Jonathan Luedee
Position
Adjunct Professor
Academics
Faculty of Arts and Science Postdoctoral Fellowship, University of Toronto
Department of Environmental Studies & Sciences Postdoctoral Researcher, UWinnipeg
PhD (Geography), University of British Columbia
M.A. (History), Memorial University
Research Interest:
I am an environmental historian of northern Canada and Alaska. My research examines the intersecting geographies of migratory animals, scientific knowledge production, and resource extraction. Recent publications of mine have focused on the historical geographies of wilderness in Alaska, the environmental history of northern contaminants, and the impact of climate change on renewable resource sectors in northern Canada. My dissertation, titled Science, Borders, and Boundaries: Environmental Histories of the Porcupine Caribou Herd, received the Canadian Association of Geographers Starkey-Robinson Award for research on Canada. Currently, I am a co-lead on the Northern Borders Project, a collaborative environmental humanities initiative that explores the making of borders and boundaries throughout the circumpolar world.

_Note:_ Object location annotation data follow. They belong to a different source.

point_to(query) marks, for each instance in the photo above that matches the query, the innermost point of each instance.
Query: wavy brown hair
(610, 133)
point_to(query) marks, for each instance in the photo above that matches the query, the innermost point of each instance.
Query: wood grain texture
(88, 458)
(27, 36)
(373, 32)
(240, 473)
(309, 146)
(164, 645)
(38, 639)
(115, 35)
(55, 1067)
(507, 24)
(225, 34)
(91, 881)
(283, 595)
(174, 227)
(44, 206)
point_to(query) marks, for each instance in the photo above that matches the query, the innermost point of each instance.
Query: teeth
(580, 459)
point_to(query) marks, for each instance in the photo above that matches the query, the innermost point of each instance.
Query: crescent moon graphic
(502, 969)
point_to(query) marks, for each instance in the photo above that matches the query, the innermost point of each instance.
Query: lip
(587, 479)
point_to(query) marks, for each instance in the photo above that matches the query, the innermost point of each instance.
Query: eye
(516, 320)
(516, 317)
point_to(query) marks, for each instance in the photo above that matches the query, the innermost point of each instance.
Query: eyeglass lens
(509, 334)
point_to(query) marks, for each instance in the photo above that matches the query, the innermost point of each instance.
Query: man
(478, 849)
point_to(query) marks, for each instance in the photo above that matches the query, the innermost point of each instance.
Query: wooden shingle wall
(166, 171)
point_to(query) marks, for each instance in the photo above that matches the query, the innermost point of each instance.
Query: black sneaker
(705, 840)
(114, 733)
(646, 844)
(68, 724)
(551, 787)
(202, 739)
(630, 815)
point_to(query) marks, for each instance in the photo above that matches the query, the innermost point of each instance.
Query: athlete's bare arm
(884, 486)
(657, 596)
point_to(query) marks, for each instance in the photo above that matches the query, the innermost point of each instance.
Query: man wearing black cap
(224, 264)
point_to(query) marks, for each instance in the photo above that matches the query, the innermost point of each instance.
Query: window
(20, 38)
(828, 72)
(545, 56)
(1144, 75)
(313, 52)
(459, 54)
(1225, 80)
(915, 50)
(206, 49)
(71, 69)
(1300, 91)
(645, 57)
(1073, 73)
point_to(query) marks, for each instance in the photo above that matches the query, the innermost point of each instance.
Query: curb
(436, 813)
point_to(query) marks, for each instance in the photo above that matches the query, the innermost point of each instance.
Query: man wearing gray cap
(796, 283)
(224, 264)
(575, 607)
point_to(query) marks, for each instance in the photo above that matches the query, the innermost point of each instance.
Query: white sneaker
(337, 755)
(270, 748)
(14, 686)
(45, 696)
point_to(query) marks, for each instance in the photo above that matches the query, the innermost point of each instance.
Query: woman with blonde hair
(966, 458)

I completed my undergraduate and M.A. degrees in History at Memorial University, and I am excited to be pursuing new research on the environmental and historical geographies of Newfoundland and Labrador.
Publications:
Luedee, J. (2024). Securing the Boundaries of Wilderness in Northern Alaska. Journal of Historical Geography 83, 153-162.
Bullock, R., Diduck, A., Luedee, J., & Zurba, M. (2022). Integrating Learning, Adaptive Capacity and Climate Adaptation for Regional Scale Analysis. Environmental Management 69 (6), 1217-1230.
Wheeler, M. & Luedee, J. (2022). Place as Boundary Object: The Manitoba Oil Museum.
Journal of Cultural Geography 39 (1), 131-150.
Luedee, J. (2021). Locating the Boundaries of the Nuclear North: Arctic Biology, Contaminated Caribou, and the Problem of the Threshold. Journal of the History of Biology 54 (1), 67-93.
Green, H. & Luedee, J. (2021). An Introduction to the Borders and Boundaries of the Canadian North. Network in Canadian History and Environment.